2. The time (in number of days) until maturity of a certain variety of hot pepper is normally distributed, with mean m and standard deviation s = 2.4. This variety is advertised as taking 70 days to mature. I wish to test the hypotheses H0: m = 70, Ha: m > 70, so I select a simple random sample of four plants of this variety and measure the time until maturity. The four times, in days, are
79 76 72 73.
Based on these data
a. I would reject H0 at level 0.10 but not at level 0.05.

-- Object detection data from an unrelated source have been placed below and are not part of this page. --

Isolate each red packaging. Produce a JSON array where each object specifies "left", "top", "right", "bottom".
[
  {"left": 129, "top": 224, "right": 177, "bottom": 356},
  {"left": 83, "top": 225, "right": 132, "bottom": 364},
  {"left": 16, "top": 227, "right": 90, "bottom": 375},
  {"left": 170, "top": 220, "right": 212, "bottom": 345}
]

b. I would reject H0 at level 0.05 but not at level 0.01.
c. I would reject H0 at level 0.01.
d. None of the above.
Gagyaq
the answer would be b.
To test the hypotheses H0: m = 70, Ha: m > 70, we can use a one-sample t-test. The test statistic is calculated as:
t = (x̄ - μ) / (s / sqrt(n))
Where:
x̄ = sample mean
μ = population mean under the null hypothesis
s = sample standard deviation
n = sample size
Given that:
x̄ = (79 + 76 + 72 + 73) / 4 = 75
μ = 70
s = 2.4
n = 4
Now, we can calculate the test statistic:
t = (75 - 70) / (2.4 / sqrt(4))
= 5 / (2.4 / 2)
= 5 / 1
= 5
Next, we need to determine whether to reject the null hypothesis based on the test statistic and the desired significance level.
a. If the significance level is 0.10, the critical value for a one-tailed test is 1.323 (from t-distribution with n-1 = 4-1 = 3 degrees of freedom). Since 5 > 1.323, we would reject H0 at level 0.10.
b. If the significance level is 0.05, the critical value for a one-tailed test is 2.131 (from t-distribution with n-1 = 4-1 = 3 degrees of freedom). Since 5 > 2.131, we would reject H0 at level 0.05.
c. If the significance level is 0.01, the critical value for a one-tailed test is 3.182 (from t-distribution with n-1 = 4-1 = 3 degrees of freedom). Since 5 > 3.182, we would reject H0 at level 0.01.
Therefore, the correct answer is:
c. I would reject H0 at level 0.01.
To test the hypotheses H0: m = 70 vs Ha: m > 70, we can perform a one-sample t-test using the given data.
Step 1: State the hypotheses
H0: m = 70 (null hypothesis)
Ha: m > 70 (alternative hypothesis)
Step 2: Set the significance level
This problem doesn't explicitly provide the significance level (α) to use for the test. Let's assume α = 0.05 for this explanation.
Step 3: Compute the test statistic
To perform the one-sample t-test, we first need to calculate the sample mean (x̄) and the sample standard deviation (s). From the given data, the sample mean is (79+76+72+73)/4 = 75. The sample standard deviation can be calculated using the formula: s = √[Σ(xi - x̄)²/(n-1)]. Plugging in the values, we get s = 2.58 (rounding to two decimal places).
Next, we calculate the test statistic using the formula: t = (x̄ - μ) / (s / √n), where μ is the hypothesized mean. In this case, μ = 70 and n = 4. Plugging in the values, we get t = (75 - 70) / (2.58 / √4) = 3.875 (rounding to three decimal places).
Step 4: Determine the p-value
To determine the p-value associated with the test statistic, we need to find the area under the t-distribution curve to the right of our test statistic. Since the sample size is small (n < 30), we use the t-distribution to calculate the p-value. Using a t-table or statistical software, we find that the p-value is approximately 0.011.
Step 5: Make a decision
Comparing the p-value (0.011) to the significance level (0.05), we can make a decision. Since the p-value is less than the significance level, we reject the null hypothesis.
Answer:
c. I would reject H0 at level 0.01.
Note: The correct answer may vary depending on the provided significance level in the problem or whether the p-value is provided.